# Detectable warning at parking stall access aisle?



## Yikes (Nov 17, 2009)

I understand the Calif. Bldg Code and ADA require detectable warning (truncated domes) between a walkway and a vehicle roadway or parking aisle.

In a parking structure that has 5 accessible stalls, are the domes also required between the path-of-travel and the 8' wide accessible aisle for the van parking stall, and also each 5' aisle for the other accessible stalls?

I had an inspector tell me that a blind person might wander out of the elevator, go left across the blue-striped P.O.T., through the 8' van accessible aisle, and meander into the vehicle aisle.


----------



## JBI (Nov 19, 2009)

Re: Detectable warning at parking stall access aisle?

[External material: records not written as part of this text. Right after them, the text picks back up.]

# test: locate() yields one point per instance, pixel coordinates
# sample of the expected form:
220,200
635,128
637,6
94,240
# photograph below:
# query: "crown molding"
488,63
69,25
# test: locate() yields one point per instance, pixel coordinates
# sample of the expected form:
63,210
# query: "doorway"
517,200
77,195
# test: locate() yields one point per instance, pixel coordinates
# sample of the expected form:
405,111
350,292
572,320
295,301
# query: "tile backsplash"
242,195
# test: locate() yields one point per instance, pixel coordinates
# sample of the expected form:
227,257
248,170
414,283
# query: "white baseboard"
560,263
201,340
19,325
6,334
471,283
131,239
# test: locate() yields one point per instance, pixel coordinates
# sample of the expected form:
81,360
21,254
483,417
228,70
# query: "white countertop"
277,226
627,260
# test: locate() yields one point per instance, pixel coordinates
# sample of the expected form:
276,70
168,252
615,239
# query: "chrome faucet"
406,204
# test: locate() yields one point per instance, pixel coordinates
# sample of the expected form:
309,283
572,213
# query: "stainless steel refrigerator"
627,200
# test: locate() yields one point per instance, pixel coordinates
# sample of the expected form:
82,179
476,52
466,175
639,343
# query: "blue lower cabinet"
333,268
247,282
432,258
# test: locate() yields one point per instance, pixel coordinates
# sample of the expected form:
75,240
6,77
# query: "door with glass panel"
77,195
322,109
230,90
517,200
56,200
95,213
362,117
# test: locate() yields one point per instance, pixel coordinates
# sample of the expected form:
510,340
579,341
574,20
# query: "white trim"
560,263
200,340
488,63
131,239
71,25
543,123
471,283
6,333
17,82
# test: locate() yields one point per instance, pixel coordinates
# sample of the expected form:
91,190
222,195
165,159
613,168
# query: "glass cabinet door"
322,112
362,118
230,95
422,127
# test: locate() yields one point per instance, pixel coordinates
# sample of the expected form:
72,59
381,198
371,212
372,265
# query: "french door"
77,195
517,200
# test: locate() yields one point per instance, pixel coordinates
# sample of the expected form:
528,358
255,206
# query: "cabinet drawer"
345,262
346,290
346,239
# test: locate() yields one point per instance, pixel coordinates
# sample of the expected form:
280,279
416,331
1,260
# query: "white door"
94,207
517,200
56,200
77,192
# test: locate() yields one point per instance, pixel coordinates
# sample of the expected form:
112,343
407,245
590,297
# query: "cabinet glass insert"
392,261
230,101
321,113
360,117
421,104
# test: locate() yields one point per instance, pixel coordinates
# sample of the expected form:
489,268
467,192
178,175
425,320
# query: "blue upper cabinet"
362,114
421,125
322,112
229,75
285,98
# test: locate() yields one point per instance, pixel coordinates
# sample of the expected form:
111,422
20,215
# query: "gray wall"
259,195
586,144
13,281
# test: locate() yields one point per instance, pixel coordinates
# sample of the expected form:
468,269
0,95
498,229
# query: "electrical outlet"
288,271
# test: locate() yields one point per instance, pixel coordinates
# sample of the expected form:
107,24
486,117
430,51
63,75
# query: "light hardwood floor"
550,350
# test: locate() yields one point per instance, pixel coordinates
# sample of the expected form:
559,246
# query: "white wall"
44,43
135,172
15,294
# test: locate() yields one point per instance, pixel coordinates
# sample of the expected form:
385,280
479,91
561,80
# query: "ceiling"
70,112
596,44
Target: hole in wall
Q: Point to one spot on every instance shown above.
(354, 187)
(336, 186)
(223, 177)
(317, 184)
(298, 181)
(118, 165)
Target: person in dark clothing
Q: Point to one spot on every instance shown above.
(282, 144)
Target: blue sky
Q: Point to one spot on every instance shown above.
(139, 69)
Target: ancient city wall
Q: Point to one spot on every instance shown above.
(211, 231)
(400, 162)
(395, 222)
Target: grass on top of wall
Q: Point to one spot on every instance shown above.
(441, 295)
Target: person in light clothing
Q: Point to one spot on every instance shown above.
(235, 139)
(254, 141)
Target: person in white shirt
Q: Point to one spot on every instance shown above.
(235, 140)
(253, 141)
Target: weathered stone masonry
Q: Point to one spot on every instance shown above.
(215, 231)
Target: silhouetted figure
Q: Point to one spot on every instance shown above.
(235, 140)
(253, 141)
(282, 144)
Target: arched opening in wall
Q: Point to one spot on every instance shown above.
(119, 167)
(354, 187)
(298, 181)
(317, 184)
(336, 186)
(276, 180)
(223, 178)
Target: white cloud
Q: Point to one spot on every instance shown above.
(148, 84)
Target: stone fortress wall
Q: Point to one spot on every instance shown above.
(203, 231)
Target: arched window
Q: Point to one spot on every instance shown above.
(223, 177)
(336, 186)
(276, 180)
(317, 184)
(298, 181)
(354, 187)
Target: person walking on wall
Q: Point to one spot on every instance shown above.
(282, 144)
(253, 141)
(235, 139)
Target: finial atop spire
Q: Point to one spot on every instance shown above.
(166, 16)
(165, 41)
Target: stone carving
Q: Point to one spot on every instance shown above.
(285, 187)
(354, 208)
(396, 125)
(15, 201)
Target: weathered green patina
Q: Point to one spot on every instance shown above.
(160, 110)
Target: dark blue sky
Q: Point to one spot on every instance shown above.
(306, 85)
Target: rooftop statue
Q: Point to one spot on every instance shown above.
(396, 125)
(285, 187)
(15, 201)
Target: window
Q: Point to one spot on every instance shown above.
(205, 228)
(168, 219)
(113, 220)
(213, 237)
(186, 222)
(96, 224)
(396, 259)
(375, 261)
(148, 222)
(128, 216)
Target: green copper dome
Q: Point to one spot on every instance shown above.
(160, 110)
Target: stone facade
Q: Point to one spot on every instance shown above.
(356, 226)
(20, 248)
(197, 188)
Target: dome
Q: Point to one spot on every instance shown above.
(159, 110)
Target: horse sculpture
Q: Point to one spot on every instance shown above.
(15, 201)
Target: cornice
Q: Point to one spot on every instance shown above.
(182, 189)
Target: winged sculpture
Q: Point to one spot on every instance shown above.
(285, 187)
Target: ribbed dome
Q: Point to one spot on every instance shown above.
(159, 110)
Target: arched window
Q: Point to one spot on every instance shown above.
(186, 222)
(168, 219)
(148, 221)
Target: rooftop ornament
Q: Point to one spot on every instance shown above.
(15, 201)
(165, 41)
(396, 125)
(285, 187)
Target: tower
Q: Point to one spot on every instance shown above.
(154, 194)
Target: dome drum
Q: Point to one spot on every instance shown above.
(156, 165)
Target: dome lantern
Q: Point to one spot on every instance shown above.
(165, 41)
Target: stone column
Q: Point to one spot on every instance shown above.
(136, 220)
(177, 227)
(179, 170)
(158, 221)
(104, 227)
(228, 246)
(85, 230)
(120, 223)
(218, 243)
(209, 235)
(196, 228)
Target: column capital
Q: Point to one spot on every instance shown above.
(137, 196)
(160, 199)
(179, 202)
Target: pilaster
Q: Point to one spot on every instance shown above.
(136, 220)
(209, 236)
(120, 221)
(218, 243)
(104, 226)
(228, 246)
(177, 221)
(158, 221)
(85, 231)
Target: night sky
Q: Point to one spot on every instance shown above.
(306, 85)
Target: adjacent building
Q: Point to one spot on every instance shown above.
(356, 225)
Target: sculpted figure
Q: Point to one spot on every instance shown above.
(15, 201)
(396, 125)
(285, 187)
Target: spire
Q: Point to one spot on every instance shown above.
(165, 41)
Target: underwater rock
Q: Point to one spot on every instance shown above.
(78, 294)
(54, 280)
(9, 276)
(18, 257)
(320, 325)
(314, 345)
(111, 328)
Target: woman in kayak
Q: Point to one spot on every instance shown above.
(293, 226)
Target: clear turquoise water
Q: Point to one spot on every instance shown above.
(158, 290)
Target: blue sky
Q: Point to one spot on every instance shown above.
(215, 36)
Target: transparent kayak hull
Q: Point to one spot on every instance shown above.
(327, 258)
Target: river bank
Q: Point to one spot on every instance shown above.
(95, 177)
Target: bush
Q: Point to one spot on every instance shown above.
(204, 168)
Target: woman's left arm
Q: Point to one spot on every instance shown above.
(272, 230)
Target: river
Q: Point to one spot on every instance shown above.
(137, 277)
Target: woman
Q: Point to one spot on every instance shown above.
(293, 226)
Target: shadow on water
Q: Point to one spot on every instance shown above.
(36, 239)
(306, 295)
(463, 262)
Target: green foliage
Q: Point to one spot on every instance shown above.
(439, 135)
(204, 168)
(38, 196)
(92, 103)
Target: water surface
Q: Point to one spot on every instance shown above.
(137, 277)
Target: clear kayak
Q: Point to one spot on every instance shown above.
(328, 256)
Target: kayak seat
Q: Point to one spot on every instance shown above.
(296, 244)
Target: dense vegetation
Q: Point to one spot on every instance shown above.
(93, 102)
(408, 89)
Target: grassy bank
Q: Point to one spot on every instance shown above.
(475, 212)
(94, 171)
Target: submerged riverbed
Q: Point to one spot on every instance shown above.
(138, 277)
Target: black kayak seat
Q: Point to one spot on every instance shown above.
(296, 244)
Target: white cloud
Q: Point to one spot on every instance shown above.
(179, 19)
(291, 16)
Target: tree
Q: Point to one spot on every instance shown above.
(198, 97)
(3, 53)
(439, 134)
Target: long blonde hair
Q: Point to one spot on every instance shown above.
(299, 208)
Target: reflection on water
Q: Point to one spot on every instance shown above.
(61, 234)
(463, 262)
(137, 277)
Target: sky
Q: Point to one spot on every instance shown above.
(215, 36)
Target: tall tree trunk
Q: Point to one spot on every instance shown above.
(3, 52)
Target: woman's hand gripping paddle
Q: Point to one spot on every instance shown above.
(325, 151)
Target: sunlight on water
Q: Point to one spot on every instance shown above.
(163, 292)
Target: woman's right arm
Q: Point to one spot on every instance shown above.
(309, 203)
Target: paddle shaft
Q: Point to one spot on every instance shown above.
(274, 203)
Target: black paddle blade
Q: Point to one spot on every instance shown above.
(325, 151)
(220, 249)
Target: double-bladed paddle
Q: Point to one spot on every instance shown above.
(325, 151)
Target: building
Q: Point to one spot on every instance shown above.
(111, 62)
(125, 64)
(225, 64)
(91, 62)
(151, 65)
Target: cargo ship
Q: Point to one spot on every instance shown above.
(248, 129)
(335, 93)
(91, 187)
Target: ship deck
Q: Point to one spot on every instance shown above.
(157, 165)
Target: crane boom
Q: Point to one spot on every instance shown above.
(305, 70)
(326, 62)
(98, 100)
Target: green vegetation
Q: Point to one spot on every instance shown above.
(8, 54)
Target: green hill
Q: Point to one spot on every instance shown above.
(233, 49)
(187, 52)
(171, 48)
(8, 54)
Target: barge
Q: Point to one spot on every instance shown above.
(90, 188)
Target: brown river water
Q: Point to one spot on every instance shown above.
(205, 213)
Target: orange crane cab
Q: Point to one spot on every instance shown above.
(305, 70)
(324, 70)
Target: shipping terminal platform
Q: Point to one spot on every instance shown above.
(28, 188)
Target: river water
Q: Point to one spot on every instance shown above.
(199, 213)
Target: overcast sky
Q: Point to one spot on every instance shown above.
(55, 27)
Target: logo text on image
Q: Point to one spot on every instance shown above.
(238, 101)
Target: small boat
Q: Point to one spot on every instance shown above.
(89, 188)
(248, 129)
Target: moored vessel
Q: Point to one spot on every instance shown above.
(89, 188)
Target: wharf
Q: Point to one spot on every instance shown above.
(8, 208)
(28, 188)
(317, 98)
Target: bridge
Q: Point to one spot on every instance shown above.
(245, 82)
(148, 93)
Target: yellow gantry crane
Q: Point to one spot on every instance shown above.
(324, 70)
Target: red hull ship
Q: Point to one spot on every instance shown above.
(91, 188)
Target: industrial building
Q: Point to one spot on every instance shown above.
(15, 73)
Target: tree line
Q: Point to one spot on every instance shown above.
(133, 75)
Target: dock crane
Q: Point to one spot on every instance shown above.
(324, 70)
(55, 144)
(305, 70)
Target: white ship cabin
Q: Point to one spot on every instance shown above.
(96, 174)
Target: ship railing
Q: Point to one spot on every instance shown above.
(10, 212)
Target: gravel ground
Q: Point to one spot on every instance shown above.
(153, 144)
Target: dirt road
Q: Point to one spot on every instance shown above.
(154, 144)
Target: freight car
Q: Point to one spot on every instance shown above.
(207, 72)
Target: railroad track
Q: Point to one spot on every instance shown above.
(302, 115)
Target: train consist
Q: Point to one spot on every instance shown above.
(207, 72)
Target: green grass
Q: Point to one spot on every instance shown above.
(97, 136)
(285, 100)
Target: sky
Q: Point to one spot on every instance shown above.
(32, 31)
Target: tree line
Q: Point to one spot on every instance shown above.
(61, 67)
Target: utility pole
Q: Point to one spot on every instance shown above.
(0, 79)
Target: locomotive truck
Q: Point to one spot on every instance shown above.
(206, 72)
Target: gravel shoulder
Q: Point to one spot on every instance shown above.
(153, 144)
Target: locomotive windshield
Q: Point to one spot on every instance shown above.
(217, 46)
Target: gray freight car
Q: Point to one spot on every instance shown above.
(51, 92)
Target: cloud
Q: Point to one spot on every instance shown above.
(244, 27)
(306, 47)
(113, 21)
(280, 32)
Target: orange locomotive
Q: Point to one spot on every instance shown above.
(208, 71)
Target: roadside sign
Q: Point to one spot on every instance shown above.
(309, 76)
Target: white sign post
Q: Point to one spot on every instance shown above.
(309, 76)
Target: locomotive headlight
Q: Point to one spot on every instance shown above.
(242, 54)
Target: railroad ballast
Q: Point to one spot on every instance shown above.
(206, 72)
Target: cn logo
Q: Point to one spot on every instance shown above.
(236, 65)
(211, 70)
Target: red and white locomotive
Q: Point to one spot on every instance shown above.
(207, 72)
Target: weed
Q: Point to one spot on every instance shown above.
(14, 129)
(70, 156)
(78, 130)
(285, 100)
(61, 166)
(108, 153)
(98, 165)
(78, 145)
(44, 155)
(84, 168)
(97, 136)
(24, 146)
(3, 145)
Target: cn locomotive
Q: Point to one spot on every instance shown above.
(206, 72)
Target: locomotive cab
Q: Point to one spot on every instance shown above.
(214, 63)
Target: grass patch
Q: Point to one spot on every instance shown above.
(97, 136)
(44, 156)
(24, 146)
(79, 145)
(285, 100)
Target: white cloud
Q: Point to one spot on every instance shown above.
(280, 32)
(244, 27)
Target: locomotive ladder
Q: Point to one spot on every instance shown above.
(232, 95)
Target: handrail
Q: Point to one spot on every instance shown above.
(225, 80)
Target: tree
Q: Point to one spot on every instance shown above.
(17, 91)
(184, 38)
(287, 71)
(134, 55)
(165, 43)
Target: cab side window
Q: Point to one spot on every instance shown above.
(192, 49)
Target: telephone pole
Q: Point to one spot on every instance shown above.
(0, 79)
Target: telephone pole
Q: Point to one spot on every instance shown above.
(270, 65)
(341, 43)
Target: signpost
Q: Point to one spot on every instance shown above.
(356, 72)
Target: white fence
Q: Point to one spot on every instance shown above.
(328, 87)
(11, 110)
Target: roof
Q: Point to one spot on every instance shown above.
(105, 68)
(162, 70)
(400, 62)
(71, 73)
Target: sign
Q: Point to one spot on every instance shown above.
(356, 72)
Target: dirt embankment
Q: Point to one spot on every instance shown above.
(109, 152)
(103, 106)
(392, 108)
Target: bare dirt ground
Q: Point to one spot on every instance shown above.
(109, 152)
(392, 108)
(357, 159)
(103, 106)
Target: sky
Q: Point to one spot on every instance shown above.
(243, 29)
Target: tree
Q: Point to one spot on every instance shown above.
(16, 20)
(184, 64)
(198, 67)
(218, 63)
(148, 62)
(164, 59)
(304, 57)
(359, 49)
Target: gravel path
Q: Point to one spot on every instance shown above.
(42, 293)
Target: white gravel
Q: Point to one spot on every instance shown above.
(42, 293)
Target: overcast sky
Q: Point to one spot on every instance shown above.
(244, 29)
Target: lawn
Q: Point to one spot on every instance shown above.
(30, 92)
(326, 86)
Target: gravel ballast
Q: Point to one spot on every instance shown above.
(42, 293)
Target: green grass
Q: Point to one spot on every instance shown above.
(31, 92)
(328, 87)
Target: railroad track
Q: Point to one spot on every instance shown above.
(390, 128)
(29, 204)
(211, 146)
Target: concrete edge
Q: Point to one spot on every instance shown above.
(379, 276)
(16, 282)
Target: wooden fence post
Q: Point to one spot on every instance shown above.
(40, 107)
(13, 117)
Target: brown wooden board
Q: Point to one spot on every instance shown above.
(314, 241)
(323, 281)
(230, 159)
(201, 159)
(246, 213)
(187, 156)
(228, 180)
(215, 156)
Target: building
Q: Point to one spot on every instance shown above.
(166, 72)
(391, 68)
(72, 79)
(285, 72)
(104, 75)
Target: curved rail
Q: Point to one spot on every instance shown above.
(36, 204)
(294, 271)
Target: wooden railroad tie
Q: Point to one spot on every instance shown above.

It'll probably be faster and cheaper to appease him than to debate it.   

I would agree that somewhere between the elevator and the vehicle roadway or parking aisle there should be a detectable warning, but if you have a blind person navigating a *parking structure*without being accompanied by a sighted person you may have a bigger problem than truncated domes (or the lack thereof)...


----------



## mtlogcabin (Nov 19, 2009)

Re: Detectable warning at parking stall access aisle?



> I had an inspector tell me that a blind person might wander out of the elevator, go left across the blue-striped P.O.T., through the 8' van accessible aisle, and meander into the vehicle aisle.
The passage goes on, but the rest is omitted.